Now I really do not need to be too sophisticated with this, I mean I'm not handling multiple users accessing the same data and I'm happy not to merge conflicts (just take the latest) but still I would like a design that will allow me those options in the future.
Also, are there any open source projects implementing this type of thing? I'm not above ripping off someone else's code (if license allows) and I'm happy to port.
I had a similar problem. I decided to use a purely JSON in and out approach. The solution I'm taking on form submission is:
- catch the form submit event
- check whether or not the user is online
- if user is online then submit the form as normal form POST
- if user is offline then stringify a JSON request and store it locally (I decided to use Web SQL Database). Queue table is simply Uri and Payload.
Then I have global event hooks for the online / offline events.

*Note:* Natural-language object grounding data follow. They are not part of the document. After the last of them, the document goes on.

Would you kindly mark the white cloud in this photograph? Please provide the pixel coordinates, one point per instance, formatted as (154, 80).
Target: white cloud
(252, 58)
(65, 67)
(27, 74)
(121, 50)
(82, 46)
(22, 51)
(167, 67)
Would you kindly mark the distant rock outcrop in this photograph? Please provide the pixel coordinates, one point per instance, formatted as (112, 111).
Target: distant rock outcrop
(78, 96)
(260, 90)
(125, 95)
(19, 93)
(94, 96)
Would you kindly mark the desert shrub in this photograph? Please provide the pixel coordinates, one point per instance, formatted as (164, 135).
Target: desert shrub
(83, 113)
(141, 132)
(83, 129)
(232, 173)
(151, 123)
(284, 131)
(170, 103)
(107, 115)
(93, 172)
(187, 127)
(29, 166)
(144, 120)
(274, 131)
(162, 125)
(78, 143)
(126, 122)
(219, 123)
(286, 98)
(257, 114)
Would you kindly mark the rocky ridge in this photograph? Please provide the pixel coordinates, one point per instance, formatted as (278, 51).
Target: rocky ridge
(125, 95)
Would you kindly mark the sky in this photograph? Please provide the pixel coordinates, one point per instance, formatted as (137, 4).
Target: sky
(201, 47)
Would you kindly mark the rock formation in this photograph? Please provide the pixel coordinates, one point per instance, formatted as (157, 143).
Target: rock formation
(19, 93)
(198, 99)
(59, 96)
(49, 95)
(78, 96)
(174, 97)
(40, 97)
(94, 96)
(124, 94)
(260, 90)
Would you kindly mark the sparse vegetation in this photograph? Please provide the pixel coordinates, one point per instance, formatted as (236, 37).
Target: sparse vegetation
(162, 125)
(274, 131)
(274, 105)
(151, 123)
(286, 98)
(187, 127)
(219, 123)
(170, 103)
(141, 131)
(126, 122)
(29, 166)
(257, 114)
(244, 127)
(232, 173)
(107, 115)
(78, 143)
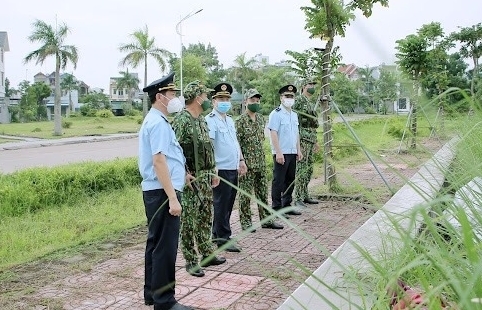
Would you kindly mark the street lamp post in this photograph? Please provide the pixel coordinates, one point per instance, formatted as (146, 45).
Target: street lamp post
(179, 32)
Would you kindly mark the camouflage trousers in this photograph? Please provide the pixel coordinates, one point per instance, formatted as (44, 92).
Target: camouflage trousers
(197, 219)
(304, 170)
(253, 181)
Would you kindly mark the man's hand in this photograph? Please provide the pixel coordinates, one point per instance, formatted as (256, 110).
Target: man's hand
(243, 169)
(189, 180)
(215, 180)
(280, 159)
(299, 156)
(175, 207)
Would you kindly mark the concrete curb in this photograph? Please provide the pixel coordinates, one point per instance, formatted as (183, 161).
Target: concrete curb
(422, 187)
(63, 141)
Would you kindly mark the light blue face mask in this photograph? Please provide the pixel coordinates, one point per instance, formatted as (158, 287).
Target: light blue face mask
(224, 106)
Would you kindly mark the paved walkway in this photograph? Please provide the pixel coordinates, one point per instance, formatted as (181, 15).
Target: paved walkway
(273, 264)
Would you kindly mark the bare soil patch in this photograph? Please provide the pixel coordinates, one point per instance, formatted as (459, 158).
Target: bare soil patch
(269, 256)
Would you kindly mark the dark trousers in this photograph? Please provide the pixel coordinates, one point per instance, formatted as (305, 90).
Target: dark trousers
(161, 249)
(283, 181)
(223, 197)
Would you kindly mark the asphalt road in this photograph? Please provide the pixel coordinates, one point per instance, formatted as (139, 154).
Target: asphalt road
(54, 155)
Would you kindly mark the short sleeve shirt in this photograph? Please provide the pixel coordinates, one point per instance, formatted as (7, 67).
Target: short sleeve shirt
(157, 137)
(285, 123)
(223, 134)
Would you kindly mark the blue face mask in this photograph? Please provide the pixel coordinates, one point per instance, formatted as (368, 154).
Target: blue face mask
(224, 106)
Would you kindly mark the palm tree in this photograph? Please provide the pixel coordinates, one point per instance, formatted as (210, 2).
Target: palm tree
(130, 82)
(52, 44)
(138, 50)
(69, 83)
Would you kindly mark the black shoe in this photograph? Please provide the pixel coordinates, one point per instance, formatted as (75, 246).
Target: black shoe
(293, 212)
(213, 261)
(194, 270)
(300, 204)
(230, 248)
(247, 228)
(178, 306)
(311, 201)
(272, 225)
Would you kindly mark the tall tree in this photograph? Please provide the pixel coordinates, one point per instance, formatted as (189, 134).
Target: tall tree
(209, 60)
(52, 44)
(267, 83)
(141, 47)
(385, 87)
(242, 72)
(9, 91)
(69, 83)
(413, 60)
(130, 83)
(304, 64)
(325, 20)
(470, 39)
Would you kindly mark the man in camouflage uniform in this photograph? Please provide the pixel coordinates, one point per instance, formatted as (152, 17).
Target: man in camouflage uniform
(250, 133)
(197, 203)
(308, 120)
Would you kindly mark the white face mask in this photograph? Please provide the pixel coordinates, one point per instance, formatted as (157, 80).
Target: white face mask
(288, 102)
(175, 104)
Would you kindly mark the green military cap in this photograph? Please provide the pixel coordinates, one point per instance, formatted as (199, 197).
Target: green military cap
(307, 81)
(252, 92)
(164, 83)
(194, 89)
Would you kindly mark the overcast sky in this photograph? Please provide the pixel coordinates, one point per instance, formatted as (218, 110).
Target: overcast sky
(269, 27)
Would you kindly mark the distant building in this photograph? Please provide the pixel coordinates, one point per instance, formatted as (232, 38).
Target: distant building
(260, 61)
(65, 97)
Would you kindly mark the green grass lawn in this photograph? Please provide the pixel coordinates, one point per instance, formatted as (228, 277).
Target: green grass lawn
(25, 238)
(81, 126)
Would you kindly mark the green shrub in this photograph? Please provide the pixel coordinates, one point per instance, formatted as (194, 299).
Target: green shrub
(396, 130)
(38, 188)
(104, 113)
(66, 124)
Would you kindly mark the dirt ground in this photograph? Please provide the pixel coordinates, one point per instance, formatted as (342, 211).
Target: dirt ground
(24, 287)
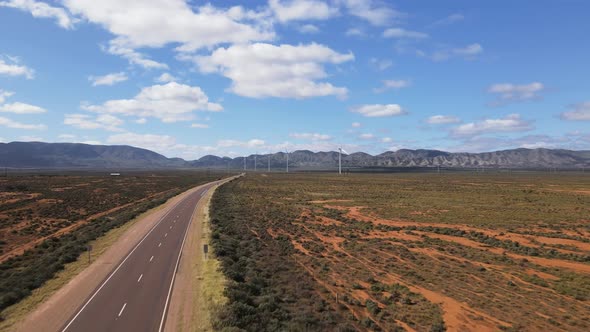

When the user comes back online, it checks the queue, and if the queue has items in it, it then sends them through as JSON POST requests.
If you are primarily interested in getting JSON data and caching it for offline usage, then take a look at jquery.offline.
The challenge with synchronizing in both direction is that you need to update the local cached lists with any CRUD work that you have queued.
I'd like to find a more generic way to do this.
My plan for a similar design (not yet tried) is to use something like PouchDB to store the data locally and then sync it with a remote couch instance.